La Libye, géant de la production pétrolière, a utilisé ses pétrodollars pour investir dans les télécommunications à l'étranger, en particulier en Ouganda, au Rwanda, en Zambie, au Sud-Soudan, en Sierra Leone, en Côte d'Ivoire, au Niger, en Guinée-Conakry et au Bénin. Elle possède également des intérêts dans l'hôtellerie, la confection et l'agro-alimentaire en Ouganda, mais aussi dans le génie pétrolier et la distribution du pétrole au Kenya et en Ouganda. Le Libyan Arab Portfolio, le fonds public d'investissements de Tripoli, et notamment sa branche télécoms LAP Green, possède des participations dans des sociétés de télécommunications et des hôtels au Rwanda et au Kenya.
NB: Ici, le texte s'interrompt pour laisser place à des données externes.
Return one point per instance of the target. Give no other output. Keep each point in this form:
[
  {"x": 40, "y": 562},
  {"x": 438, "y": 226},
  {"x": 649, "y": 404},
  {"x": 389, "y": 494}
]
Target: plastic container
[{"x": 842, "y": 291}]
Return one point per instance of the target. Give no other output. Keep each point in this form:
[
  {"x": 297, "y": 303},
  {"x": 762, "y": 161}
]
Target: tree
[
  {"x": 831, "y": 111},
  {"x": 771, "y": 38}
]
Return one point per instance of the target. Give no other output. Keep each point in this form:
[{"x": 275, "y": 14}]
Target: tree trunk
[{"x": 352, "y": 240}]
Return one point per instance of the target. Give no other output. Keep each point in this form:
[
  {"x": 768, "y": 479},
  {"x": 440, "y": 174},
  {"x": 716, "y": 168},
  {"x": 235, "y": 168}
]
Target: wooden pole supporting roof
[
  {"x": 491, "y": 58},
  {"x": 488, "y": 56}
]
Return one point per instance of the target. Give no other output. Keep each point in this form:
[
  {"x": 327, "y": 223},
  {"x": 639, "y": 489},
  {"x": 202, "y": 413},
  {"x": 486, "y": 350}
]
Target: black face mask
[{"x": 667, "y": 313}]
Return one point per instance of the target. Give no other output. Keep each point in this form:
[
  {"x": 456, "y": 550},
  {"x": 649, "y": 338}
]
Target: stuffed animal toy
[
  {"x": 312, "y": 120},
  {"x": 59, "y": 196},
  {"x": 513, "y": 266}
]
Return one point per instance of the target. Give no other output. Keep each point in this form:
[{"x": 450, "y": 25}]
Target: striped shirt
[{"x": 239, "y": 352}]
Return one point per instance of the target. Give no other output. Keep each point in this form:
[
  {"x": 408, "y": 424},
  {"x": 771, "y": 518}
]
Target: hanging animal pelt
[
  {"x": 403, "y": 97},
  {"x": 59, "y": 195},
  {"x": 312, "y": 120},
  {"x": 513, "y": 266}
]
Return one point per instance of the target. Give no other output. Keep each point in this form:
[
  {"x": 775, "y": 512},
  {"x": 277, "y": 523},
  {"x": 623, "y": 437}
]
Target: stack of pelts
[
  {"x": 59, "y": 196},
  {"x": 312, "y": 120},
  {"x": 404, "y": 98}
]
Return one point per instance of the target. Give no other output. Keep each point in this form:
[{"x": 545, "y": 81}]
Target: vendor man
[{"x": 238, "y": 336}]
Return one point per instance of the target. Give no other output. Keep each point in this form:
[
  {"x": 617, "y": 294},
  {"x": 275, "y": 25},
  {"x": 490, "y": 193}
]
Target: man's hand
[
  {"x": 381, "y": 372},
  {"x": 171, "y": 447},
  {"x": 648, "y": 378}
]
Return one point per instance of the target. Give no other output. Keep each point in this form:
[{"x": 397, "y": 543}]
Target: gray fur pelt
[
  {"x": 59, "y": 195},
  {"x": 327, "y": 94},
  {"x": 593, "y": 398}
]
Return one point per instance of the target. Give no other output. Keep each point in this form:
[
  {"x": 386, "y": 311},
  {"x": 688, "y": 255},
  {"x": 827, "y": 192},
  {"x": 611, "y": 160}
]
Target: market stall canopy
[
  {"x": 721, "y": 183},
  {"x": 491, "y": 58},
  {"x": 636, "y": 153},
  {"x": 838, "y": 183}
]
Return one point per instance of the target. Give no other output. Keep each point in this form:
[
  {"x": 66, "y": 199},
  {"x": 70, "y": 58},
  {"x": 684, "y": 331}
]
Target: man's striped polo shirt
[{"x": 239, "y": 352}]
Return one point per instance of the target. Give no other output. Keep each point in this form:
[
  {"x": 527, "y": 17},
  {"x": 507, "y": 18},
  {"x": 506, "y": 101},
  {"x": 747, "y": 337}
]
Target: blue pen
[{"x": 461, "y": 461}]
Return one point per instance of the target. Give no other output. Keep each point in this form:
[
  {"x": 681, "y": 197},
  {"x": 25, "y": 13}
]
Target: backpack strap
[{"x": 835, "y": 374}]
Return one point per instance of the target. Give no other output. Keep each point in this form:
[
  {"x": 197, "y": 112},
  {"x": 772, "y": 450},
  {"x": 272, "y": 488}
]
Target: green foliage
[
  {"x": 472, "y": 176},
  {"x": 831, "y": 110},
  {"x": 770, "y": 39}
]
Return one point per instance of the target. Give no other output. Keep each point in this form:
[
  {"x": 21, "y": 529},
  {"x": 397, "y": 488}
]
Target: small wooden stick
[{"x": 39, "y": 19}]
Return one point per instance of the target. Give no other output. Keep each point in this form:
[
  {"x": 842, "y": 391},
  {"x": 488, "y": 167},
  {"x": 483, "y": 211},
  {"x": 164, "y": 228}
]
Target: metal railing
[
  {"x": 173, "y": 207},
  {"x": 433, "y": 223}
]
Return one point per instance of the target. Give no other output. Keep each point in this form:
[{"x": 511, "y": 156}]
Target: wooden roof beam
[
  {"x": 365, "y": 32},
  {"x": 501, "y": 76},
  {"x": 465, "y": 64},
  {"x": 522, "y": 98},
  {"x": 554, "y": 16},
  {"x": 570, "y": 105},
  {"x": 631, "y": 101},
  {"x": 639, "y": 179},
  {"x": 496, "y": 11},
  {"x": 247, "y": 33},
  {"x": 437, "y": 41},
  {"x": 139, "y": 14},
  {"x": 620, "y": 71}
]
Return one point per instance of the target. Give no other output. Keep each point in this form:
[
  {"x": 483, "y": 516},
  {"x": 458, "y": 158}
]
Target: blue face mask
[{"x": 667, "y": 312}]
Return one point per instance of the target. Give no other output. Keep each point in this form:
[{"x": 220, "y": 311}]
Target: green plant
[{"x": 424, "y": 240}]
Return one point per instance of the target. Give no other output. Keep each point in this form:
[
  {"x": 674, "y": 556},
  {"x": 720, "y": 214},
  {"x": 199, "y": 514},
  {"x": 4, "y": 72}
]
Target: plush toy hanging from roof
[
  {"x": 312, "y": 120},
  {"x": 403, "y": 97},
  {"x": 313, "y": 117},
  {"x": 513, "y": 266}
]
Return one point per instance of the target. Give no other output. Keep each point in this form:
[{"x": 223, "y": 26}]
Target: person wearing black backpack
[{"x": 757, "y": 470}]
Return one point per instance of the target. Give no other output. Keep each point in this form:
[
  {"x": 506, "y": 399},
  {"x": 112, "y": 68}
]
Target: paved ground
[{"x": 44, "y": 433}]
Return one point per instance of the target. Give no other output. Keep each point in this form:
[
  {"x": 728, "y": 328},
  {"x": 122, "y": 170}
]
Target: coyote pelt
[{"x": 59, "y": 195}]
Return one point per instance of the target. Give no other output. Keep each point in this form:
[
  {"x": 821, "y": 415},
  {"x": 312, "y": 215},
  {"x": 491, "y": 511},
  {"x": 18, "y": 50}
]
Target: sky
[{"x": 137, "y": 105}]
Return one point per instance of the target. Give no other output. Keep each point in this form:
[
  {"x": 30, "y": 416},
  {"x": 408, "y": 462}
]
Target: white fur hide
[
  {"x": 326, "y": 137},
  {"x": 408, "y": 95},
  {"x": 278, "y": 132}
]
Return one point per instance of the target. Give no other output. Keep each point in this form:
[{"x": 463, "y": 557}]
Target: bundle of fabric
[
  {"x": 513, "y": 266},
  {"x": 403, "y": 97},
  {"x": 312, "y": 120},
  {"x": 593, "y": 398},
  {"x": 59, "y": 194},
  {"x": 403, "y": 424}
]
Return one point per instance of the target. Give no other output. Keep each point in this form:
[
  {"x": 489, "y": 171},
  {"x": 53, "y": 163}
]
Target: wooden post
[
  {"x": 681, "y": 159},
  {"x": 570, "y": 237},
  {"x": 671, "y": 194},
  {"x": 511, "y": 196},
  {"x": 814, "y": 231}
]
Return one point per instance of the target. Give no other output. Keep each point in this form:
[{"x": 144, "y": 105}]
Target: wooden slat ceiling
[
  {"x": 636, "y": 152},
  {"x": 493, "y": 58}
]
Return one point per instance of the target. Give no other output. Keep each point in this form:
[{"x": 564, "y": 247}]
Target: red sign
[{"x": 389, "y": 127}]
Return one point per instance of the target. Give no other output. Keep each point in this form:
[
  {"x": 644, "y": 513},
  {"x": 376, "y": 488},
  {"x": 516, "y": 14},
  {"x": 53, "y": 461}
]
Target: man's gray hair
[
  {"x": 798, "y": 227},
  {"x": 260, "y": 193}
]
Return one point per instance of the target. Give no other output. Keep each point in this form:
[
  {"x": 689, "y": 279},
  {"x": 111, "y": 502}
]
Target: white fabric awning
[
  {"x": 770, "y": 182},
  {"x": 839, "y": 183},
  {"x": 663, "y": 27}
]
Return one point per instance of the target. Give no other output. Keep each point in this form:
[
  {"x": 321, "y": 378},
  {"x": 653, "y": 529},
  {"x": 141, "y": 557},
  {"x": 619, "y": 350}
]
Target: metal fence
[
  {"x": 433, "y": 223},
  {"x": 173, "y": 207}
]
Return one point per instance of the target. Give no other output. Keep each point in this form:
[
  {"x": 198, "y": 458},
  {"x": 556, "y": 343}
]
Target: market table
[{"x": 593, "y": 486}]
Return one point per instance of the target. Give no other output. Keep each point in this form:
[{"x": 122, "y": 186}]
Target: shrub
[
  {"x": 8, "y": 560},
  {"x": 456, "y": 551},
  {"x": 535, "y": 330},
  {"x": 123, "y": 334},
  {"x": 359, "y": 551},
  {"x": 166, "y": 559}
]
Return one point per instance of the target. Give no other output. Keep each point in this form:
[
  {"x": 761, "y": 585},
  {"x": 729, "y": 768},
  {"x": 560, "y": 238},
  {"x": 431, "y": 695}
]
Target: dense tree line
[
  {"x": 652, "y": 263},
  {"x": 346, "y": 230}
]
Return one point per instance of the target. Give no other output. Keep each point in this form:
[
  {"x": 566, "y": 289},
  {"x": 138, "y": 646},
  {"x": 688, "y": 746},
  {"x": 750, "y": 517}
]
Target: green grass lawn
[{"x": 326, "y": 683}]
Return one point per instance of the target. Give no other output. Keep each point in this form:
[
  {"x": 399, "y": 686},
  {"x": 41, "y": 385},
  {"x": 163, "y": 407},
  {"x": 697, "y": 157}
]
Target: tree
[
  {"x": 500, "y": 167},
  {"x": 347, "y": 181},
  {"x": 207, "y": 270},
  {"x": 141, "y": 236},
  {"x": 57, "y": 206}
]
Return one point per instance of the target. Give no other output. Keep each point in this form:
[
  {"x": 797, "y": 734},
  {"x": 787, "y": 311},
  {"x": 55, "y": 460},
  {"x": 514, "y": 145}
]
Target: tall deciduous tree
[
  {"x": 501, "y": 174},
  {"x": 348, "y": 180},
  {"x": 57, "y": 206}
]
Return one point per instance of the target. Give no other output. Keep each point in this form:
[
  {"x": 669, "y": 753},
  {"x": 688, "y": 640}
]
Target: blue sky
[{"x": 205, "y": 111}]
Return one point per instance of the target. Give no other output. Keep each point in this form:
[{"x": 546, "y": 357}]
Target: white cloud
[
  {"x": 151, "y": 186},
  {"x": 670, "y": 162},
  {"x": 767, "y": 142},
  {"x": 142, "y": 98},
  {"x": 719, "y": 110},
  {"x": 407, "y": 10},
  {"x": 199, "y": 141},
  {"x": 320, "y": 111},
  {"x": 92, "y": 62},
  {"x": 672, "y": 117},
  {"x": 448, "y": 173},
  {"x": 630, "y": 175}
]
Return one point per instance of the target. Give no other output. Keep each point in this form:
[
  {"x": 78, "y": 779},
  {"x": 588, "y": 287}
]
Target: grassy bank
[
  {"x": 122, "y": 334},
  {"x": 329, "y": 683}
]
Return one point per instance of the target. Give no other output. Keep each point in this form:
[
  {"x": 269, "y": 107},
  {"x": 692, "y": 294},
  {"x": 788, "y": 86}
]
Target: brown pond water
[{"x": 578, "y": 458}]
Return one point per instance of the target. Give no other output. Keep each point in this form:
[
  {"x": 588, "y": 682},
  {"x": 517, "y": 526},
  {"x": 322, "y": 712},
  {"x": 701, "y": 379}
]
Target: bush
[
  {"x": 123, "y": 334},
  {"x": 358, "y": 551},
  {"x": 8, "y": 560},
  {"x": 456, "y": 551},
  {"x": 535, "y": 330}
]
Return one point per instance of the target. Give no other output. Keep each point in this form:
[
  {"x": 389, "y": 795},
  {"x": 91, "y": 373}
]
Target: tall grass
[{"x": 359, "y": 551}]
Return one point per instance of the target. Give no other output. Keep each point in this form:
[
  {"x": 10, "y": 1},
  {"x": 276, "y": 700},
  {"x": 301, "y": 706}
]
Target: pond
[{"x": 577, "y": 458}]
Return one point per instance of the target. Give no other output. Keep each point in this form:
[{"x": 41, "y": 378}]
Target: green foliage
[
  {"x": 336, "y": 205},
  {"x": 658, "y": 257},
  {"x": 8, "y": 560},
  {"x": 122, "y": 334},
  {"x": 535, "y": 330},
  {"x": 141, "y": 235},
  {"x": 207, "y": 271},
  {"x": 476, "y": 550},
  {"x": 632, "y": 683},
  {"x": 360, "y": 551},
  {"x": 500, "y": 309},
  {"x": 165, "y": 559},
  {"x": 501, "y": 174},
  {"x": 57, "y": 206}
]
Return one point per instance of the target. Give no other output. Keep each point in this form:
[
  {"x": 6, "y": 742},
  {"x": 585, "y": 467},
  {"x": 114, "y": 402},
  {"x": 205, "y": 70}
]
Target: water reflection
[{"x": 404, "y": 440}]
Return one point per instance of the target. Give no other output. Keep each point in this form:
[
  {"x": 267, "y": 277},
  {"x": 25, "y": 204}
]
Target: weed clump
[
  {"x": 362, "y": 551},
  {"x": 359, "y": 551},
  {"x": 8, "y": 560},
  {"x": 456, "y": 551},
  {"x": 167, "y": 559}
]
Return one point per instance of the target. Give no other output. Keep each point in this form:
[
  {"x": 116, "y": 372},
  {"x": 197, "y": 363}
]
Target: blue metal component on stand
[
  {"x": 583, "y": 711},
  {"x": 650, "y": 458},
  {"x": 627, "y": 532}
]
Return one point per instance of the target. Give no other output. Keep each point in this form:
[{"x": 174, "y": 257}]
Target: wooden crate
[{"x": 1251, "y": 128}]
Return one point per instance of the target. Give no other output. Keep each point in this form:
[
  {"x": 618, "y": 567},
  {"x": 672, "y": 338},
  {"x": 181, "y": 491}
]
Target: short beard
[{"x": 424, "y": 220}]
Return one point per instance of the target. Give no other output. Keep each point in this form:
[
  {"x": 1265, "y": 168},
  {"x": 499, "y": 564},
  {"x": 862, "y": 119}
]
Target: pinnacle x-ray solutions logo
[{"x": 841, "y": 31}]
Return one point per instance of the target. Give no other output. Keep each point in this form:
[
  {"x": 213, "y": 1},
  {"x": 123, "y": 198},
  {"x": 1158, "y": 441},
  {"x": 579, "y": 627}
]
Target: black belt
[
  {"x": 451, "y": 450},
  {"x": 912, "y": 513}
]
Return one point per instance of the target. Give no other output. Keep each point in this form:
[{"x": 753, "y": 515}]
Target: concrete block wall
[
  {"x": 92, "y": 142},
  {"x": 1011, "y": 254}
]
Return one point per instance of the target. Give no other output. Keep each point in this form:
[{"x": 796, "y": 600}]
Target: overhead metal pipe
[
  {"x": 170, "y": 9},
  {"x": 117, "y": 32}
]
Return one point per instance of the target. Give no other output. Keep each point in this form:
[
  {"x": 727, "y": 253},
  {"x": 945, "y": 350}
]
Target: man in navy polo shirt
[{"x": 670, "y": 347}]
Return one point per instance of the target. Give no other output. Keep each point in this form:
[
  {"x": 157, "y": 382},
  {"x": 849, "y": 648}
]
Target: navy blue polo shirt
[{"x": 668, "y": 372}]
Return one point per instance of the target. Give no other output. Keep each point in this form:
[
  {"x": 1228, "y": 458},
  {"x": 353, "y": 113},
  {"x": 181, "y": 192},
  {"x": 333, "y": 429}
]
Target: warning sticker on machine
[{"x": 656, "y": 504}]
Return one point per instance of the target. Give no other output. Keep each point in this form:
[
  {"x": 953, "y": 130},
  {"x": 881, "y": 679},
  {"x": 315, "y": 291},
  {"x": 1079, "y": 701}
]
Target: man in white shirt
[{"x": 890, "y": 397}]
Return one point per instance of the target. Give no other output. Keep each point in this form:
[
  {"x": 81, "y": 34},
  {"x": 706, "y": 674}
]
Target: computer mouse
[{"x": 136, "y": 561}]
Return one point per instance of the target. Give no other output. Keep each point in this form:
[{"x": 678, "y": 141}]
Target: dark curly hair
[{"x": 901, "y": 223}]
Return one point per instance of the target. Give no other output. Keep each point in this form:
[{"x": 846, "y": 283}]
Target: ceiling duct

Cependant, la plupart de ces agences et entreprises libyennes sont insolvables et ne tiennent plus qu'à un fil : la perspective d'une faillite n'a pour elle rien de fantaisiste dès lors que les financements de Tripoli viendraient à se tarir. Leur activité dépend en effet de perfusions financières réalisées régulièrement par l'Etat libyen, mais aussi de l'influence personnelle du colonel Kadhafi, aujourd'hui sur la sellette.
A quelques rares exceptions près, toutes ces entreprises sont en difficulté. Le groupe Uganda Telecom Limited (UTL), dont LAP Green détient 69 %, serait aujourd'hui de facto en état d'insolvabilité, avec une dette de plus de 13 millions de dollars [9,4 millions d'euros]. Exclue du marché commercial du crédit, la société avait demandé l'aide de Tripoli. Plus globalement, le soulèvement en Libye inquiète dans la région, où beaucoup se demandent si ces entreprises pourront survivre sans les largesses du Guide libyen et quelles conséquences aurait leur faillite sur l'économie régionale. Préoccupés par ce montage obscur, certains capitaines d'industrie redoutent des répercussions dantesques en Ouganda, où le régime de Tripoli est très lourdement engagé dans plusieurs secteurs. Uganda Telecom, le navire amiral de LAP en Ouganda, serait en tête de liste des entreprises les plus durement touchées par la chute de Kadhafi. Chez le voisin rwandais, Rwandatel, autre entreprise de télécoms aux mains de LAP Green, est elle aussi dans une situation délicate. En 2008, les Libyens ont racheté pour 100 millions de dollars (72 millions d'euros), 80 % de cette ancienne entreprise publique, qui est aujourd'hui à la remorque de ses concurrents.
La compagnie pétrolière OiLybia possède l'essentiel de ses activités au Kenya dans le secteur très concurrentiel de la distribution, délaissé par les géants comme Shell qui préfèrent se concentrer sur l'exploration et la prospection. Mais depuis 2008, les consommateurs de produits pétroliers au Kenya, en Ouganda et au Rwanda sont pris en otages par la société de génie pétrolier Tamoil East Africa, filiale de Tamoil Libya, qui aurait dû avoir terminé à ce jour la construction de l'oléoduc entre Eldoret [dans l'ouest du Kenya] et la capitale ougandaise Kampala et même avoir lancé son prolongement vers Kigali, au Rwanda. Nul doute que si le robinet financier de la famille Kadhafi se ferme, c'est l'Afrique de l'Est qui en supportera les plus lourdes conséquences.